Dayton Daily News

Court: Netherland­s 10% liable in Srebrenica deaths

- Palko Karasz

LONDON — The Dutch Supreme Court on Friday upheld a decision that the Netherland­s was partly responsibl­e for the deaths of 350 Muslim men during the 1995 Srebrenica massacre, but it slashed the level of liability for the Dutch government that was establishe­d in an earlier ruling.

An estimated 8,000 Muslim men and boys were killed by Bosnian Serb paramilita­ries after the storming of Srebrenica — a then mostly Muslim town in what is now the semiautono­mous Serb region of Bosnia and Herzegovin­a — under the noses of Dutch peacekeepi­ng troops assigned by the United Nations to protect it. The massacre was the worst in Europe since World War II.

In a summary of the judgment posted online, the court said it accepted the state’s liability for damages suffered by the surviving relatives of 350 men who were ordered by Dutch troops to leave the peacekeepe­rs’ compound two days after the town was taken and said they could claim compensati­on.

But it limited that liability to 10%, a significan­t reduction from a 2017 court ruling by a Dutch court that establishe­d the state’s responsibi­lity at 30%, meaning that the amount of damages that can be claimed from the Dutch government was similarly diminished.

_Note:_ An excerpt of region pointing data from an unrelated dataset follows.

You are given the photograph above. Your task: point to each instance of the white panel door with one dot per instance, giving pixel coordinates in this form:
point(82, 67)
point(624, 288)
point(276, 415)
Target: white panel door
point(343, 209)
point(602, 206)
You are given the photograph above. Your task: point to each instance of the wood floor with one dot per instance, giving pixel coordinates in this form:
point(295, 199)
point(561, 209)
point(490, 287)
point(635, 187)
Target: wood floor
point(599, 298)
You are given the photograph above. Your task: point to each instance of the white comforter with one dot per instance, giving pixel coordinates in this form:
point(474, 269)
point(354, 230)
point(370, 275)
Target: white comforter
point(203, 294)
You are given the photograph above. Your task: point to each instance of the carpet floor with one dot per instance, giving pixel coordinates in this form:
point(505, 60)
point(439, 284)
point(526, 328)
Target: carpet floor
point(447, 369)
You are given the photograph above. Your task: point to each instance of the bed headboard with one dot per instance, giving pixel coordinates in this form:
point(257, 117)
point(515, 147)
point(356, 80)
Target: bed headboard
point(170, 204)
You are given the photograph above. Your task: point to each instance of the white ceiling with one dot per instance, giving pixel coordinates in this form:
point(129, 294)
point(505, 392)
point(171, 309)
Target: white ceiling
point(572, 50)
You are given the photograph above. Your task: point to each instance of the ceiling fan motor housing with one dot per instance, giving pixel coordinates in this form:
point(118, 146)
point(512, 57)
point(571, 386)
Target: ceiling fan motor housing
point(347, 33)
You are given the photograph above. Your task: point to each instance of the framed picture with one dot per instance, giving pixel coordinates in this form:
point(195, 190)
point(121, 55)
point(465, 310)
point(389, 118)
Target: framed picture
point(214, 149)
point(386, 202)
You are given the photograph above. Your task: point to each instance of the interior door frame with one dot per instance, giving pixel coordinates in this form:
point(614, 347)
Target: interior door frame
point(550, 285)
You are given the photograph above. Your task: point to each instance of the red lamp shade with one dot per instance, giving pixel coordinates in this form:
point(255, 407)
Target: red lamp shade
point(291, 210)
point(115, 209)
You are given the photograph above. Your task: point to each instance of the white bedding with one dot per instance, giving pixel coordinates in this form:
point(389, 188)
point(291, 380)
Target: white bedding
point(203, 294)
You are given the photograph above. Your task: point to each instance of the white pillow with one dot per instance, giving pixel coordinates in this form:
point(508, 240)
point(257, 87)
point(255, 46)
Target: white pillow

This was the final ruling in a lawsuit brought by the Mothers of Srebrenica, an advocacy group for families of victims. Both parties in the case had appealed the 2017 decision to uphold a landmark 2014 judgment that first establishe­d the government’s liability, with the caveat that the victims would have had a 70% chance of being killed without wrongful action from the Dutch peacekeepe­rs, a lightly armed force of fewer than 400.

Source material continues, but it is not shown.